Ainsi, dans la semaine allant du 5 au 12 juillet, les pompes qui ont grillé se comptaient par dizaines. Certains parlent de 100, de 150, voire de 200 pompes qui ont sauté. “Moi, j'ai perdu 4 pompes d'un seul coup”, affirme un agriculteur. Un autre renchérit : “J'ai dû remplacer les miennes illico presto pour la bagatelle de 45 millions de centimes. C'est ça ou c'est la mort de mes cultures.” Et tous les cent mètres, d'autres agriculteurs nous arrêtaient pour nous parler du même désastre qui menace leurs plantations. Et pour eux, l'explication est toute simple : les chutes de tension répétées. Un homme d'un certain âge est hors de lui. Il vient jeter à nos pieds quatre disjoncteurs et un dynamo. Tous grillés. Et d'arborer une facture d'électricité toute fraîche de plus de 48 000 DA. “Il y en a qui payent 12 millions de facture”, peste-t-il. Un autre abonde dans le même sens : “Nous avons toujours été bons payeurs. La commune de Daoussen à elle seule verse chaque année 5 milliards à la Sonelgaz. Mais quand il s'agit de nous alimenter correctement en énergie électrique, idjib Rabbi. Tout va à Ouled Jellal.”

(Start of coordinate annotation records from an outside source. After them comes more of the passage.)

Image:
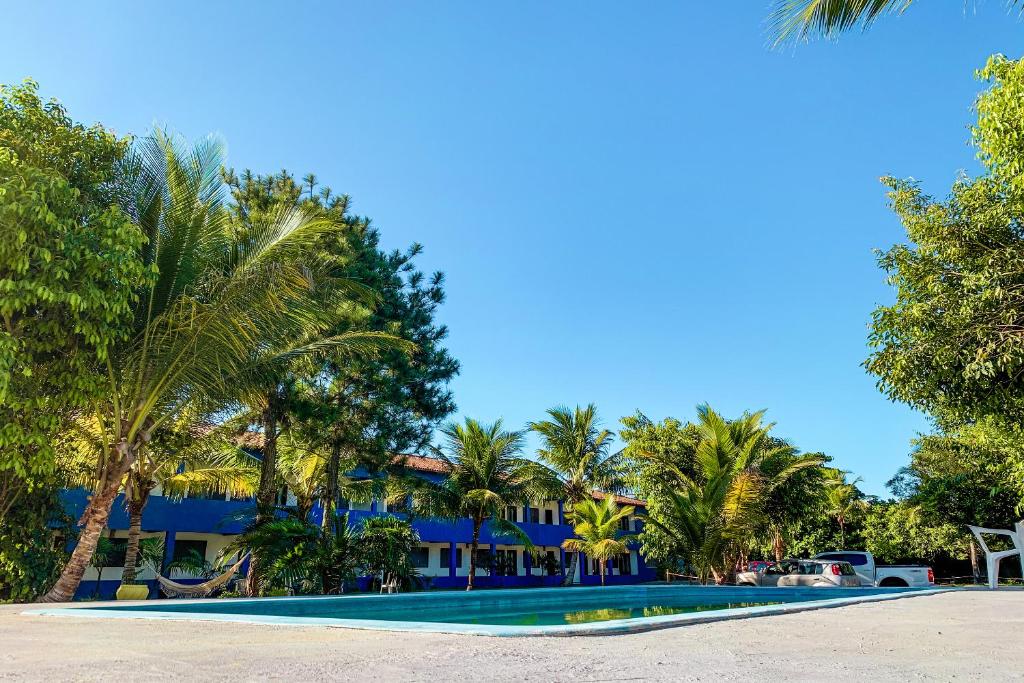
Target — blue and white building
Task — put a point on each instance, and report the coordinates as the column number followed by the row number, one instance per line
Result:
column 207, row 524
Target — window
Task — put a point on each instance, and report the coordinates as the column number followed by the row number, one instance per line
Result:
column 551, row 563
column 421, row 557
column 483, row 558
column 506, row 562
column 116, row 556
column 856, row 559
column 446, row 557
column 184, row 548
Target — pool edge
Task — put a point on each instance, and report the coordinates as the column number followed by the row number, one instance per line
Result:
column 616, row 627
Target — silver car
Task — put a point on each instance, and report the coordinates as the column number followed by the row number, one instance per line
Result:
column 802, row 572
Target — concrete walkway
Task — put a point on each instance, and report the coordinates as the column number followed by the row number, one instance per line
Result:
column 971, row 635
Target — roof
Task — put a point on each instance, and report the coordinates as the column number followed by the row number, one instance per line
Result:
column 422, row 464
column 426, row 464
column 622, row 500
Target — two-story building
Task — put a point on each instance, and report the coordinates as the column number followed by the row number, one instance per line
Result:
column 207, row 524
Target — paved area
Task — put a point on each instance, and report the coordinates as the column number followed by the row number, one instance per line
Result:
column 971, row 635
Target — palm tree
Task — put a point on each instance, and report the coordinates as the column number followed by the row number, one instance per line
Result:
column 298, row 554
column 184, row 457
column 223, row 298
column 579, row 453
column 485, row 475
column 798, row 19
column 386, row 545
column 842, row 500
column 737, row 466
column 596, row 524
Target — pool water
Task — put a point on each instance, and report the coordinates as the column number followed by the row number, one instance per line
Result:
column 504, row 612
column 537, row 616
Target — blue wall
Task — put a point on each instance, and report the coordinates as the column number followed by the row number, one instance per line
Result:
column 229, row 517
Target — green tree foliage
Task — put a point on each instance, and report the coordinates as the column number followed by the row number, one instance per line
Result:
column 596, row 526
column 953, row 341
column 368, row 408
column 899, row 532
column 578, row 452
column 386, row 545
column 486, row 474
column 709, row 518
column 299, row 555
column 801, row 19
column 655, row 451
column 227, row 302
column 967, row 475
column 31, row 557
column 69, row 268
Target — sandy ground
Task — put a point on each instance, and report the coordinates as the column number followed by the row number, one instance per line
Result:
column 972, row 635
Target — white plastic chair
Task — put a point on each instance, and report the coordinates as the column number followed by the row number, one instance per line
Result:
column 992, row 559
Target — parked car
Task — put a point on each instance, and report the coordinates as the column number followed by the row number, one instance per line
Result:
column 902, row 575
column 802, row 572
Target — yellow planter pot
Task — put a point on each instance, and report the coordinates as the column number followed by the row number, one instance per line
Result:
column 133, row 592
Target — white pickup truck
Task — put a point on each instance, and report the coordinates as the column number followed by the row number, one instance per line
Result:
column 896, row 575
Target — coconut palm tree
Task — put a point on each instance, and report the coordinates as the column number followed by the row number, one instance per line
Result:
column 299, row 554
column 386, row 545
column 485, row 475
column 578, row 451
column 224, row 297
column 185, row 457
column 737, row 464
column 596, row 524
column 799, row 19
column 842, row 500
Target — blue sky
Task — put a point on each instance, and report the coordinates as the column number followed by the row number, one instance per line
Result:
column 636, row 205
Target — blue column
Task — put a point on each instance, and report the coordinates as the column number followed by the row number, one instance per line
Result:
column 168, row 550
column 316, row 514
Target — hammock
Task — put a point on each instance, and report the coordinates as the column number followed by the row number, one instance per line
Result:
column 172, row 589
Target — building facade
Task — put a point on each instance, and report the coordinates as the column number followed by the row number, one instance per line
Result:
column 207, row 524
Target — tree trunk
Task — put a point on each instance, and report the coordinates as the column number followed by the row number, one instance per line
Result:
column 472, row 553
column 93, row 520
column 778, row 544
column 570, row 575
column 135, row 507
column 267, row 492
column 975, row 569
column 331, row 496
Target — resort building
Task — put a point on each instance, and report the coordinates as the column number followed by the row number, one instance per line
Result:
column 206, row 524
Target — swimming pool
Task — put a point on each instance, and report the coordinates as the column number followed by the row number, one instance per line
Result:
column 550, row 611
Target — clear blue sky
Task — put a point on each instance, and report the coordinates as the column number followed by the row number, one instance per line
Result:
column 636, row 205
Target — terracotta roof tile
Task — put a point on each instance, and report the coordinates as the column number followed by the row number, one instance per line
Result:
column 623, row 500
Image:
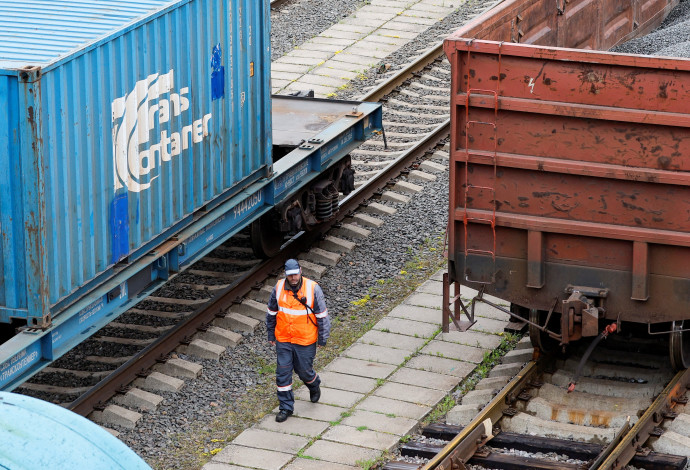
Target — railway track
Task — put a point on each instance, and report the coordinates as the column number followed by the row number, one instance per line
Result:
column 616, row 417
column 147, row 335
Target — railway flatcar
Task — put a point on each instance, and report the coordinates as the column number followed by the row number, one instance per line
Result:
column 135, row 138
column 570, row 178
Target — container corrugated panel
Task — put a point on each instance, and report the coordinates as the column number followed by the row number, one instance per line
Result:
column 124, row 119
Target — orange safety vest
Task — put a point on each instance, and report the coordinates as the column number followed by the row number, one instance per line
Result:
column 293, row 323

Il faut noter que le 30 juin dernier, la Sonelgaz avait placé un poste-cabine à Ouled Jellal, d'une capacité de 20 millions de voltampères. Ce poste devait alimenter les daïras de Ouled Jellal et Sidi-Khaled, avec leurs communes respectives, celle de Daoussen en tête. Tout le monde attendait donc avec impatience de voir ce poste en marche, mettant ainsi fin à des années de bricolage. Finalement, l'électricité n'a pas été au rendez-vous, les perturbations en alimentation ayant persisté pour cause de réglages inévitables. Pis, les villageois croient dur comme fer qu'il existe un lien de cause à effet entre ces perturbations et les défaillances en série qui ont touché leurs pompes. Ils réclament réparation auprès de la Sonelgaz et exigent des autorités de mettre le holà à une situation qui perdure depuis pratiquement l'Indépendance.
“Houna tantahi el-hayat”
Si les jardins de Daoussen font rêver, ce n'est point le cas du village proprement dit. La commune manque de tout, comme le résume cette lettre de doléances que nous a remise un citoyen : “Aucune infrastructure pour les jeunes, pas de piscine, pas de Maison de la culture, pas de stade, pas de centre de formation professionnelle, pas d'eau potable, pas d'électricité, pas de gaz de ville, les impôts nous ont ruinés, les responsables nous ont délaissés, les routes sont impraticables, le réseau AEP laisse à désirer, pas de décharge publique, pas de structure de santé, l'hôpital qui devait être construit à Daoussen a été détourné au profit de Ouled Jellal.” Et la liste est longue… Un vendeur de pastèques est particulièrement loquace et son verbe ne manque pas de piment. “J'espère qu'on ne vous a pas soudoyé avec un méchoui arrosé à la sauce “tout-va-bien”, comme le font habituellement les notables du village chaque fois qu'un hurluberlu passe dans le coin”, dit-il en guise de bienvenue. “Nous sommes la cuisine de Biskra : chaque fois qu'un ministre ou un wali passe, on vient ici pour lui égorger 18 moutons, et les dividendes, ce sont Ouled Jellal et les autres villes qui les récoltent. Nous, nous sommes là juste pour la ripaille et la bamboche”, poursuit-il avec un zeste d'impertinence.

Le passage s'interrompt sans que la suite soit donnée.